Getting the next JSON value from a Reader of mixed input

I am trying to parse a protocol that mixes plain text tokens and JSON input. Here is a test that demonstrates what I am trying to do:

test "Partial json stream parse" {
    const T = struct {
        x: ?bool,
        y: ?bool,
    };
    const input =
        \\foo {"x": true, "y": null} bar
    ;

    var reader: std.Io.Reader = .fixed(input);
    var arena: std.heap.ArenaAllocator = .init(std.testing.allocator);
    defer arena.deinit();
    const alloc = arena.allocator();

    var json_reader: std.json.Reader = .init(alloc, &reader);

    try std.testing.expectEqualSlices(u8, "foo", (try reader.takeDelimiter(' ')) orelse "");
    try std.testing.expectEqual(T{ .x = true, .y = null }, try std.json.parseFromTokenSourceLeaky(
        T,
        alloc,
        &json_reader,
        .{},
    ));
}

This fails due to an assertion that the JSON reader has reached the end of the input:

/home/robby/downloads/zig-x86_64-linux-0.16.0-dev.1303+ee0a0f119/lib/std/json/Scanner.zig:1317:34: 0x10611ce in skipWhitespaceCheckEnd (std.zig)
    if (self.stackHeight() == 0) return error.SyntaxError;
                                 ^
/home/robby/downloads/zig-x86_64-linux-0.16.0-dev.1303+ee0a0f119/lib/std/json/Scanner.zig:390:21: 0x106248d in next (std.zig)
                if (try self.skipWhitespaceCheckEnd()) return .end_of_document;
                    ^
/home/robby/downloads/zig-x86_64-linux-0.16.0-dev.1303+ee0a0f119/lib/std/json/Scanner.zig:1717:37: 0x1053f4e in next (std.zig)
                else => |other_err| return other_err,
                                    ^
/home/robby/downloads/zig-x86_64-linux-0.16.0-dev.1303+ee0a0f119/lib/std/json/static.zig:151:32: 0x104939e in parseFromTokenSourceLeaky__anon_3166 (std.zig)
    assert(.end_of_document == try scanner_or_reader.next());
                               ^
/home/robby/src/zits/src/server/message_parser.zig:187:60: 0x1041753 in test.Partial json stream parse (message_parser.zig)
    try std.testing.expectEqual(T{ .x = true, .y = null }, try std.json.parseFromTokenSourceLeaky(
                                                           ^

If I replace input with:

    // note missing 'bar' after the object
    const input =
        \\foo {"x": true, "y": null}
    ;

it runs fine.

This is not an assertion that I care about. What I care about is that the stackHeight() of the scanner has reached zero, but there does not seem to be a parser function that handles this. I looked at trying to collect the tokens manually in an ArrayList and terminating when I read a stackHeight of zero, but there does not seem to be a way to process a token source besides std.json.Scanner or std.json.Reader, or implementing them (which seems like an unnecessary effort).

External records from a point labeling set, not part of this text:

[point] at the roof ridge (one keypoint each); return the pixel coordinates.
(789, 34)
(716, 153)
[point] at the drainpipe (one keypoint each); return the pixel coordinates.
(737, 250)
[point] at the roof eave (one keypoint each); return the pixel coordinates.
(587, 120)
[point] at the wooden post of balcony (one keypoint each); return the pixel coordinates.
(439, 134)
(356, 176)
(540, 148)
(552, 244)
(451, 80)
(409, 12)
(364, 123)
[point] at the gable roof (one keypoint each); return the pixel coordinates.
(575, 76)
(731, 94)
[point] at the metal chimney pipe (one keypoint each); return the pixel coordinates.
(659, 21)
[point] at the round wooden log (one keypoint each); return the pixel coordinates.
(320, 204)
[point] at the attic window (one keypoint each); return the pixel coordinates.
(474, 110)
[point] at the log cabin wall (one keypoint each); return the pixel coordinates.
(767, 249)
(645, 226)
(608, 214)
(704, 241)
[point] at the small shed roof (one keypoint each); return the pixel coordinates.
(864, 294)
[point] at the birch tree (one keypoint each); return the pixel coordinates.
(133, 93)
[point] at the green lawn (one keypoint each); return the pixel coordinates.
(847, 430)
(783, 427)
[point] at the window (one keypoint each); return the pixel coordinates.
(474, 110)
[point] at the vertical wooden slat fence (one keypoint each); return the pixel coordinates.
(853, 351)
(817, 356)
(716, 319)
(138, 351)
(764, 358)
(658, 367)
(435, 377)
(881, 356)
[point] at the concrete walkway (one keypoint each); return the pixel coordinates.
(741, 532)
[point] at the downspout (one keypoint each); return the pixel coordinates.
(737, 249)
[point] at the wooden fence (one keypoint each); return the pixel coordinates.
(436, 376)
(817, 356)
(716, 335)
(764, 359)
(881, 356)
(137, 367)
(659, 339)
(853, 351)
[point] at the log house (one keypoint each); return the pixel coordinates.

If I knew the bounds of the JSON in the reader buffer, I could use std.json.parseFromSlice, but there does not seem to be a reasonable way to do that. (Even if I could do this, it would not be preferred since I would have to deal with running into the buffer boundary myself).

Has anyone run into this problem before? Have I just run into the boundary of what the standard library supports here?

From what I was able to understand, Zig’s JSON parser uses older/official standard that does not allow things such as these and comments as well.

EDIT: In case you want to have optional values, you can do that with ?. That works. You can have defaults as well inside a structure with optionals so you can omit them but still be used. I guess I should show an example that I was using from my code Might be helpful to some:

const Config = struct {
    client_endpoint: Socket,
    forwarder_socket: Socket,
    server_socket: SrvSocket = .{},
    switcher: Switcher,
    log_level: ?[]const u8 = null,

    const Socket = struct {
        address: []const u8,
        port: u16,
    };

    const SrvSocket = struct {
        address: []const u8 = "0.0.0.0",
        port: u16 = 0,
    };

    const Switcher = struct {
        enabled: bool,
        id: usize,
        timer: ?usize = null,
        endpoints: []const []const u8,
    };
};

EDIT 2:
You can have uknown fields used as comments for example, just need to specify the mode:

    var parsed = try std.json.parseFromSlice(
        Config,
        allocator,
        buf,
        .{ .ignore_unknown_fields = true },
    );
    defer parsed.deinit();

I’m not really sure what you mean by “things such as these”; this should not be a matter of the JSON standard. The 2013 standard* says “Conforming JSON text is a sequence of Unicode code points that strictly conforms to the JSON grammar”. In my code examples, {"x": true, "y": null} is a sequence of Unicode code points that strictly conform to the JSON grammar. I’m looking for an API to parse that, without asserting that the end of the std.Io.Reader was reached.

* the second and latest revision from 2017 says the same thing

I think your use case is not directly supported, but with little modifications you should be able to modify a copy of parseFromTokenSourceLeaky to stop after a valid JSON prefix.

The easy way might simply be to copy that function into your code base and delete the offending assert.

1 Like

If you use innerParse it should work, it is leaky though so you should use an arena.

innerParse does not work for my usecase, because it consumes from the Reader beyond the end of the next JSON value.

test "Partial json stream parse" {
    const T = struct {
        x: ?bool,
        y: ?bool,
    };
    const input =
        \\foo {"x": true, "y": null} bar
    ;

    var reader: std.Io.Reader = .fixed(input);
    var arena: std.heap.ArenaAllocator = .init(std.testing.allocator);
    defer arena.deinit();
    const alloc = arena.allocator();

    var json_reader: std.json.Reader = .init(alloc, &reader);

    try std.testing.expectEqualSlices(u8, "foo", (try reader.takeDelimiter(' ')) orelse "");
    try std.testing.expectEqual(T{ .x = true, .y = null }, try std.json.innerParse(
        T,
        alloc,
        &json_reader,
        .{ .max_value_len = std.json.Scanner.default_max_value_len, .allocate = .alloc_always },
    ));

    try std.testing.expectEqualSlices(u8, " bar", reader.buffered());
}
slices differ. first difference occurs at index 0 (0x0)

============ expected this output: =============  len: 4 (0x4)

20 62 61 72                                        bar

============= instead found this: ==============  len: 0 (0x0)

                                                  

================================================

Simple modification to parseFromTokenSourceLeaky is not possible, because the bulk of the parsing is done by innerParse, and runs into the same issue.

You can hack it this way

try std.testing.expectEqualSlices(u8, " bar", json_reader.scanner.input[json_reader.scanner.cursor..]);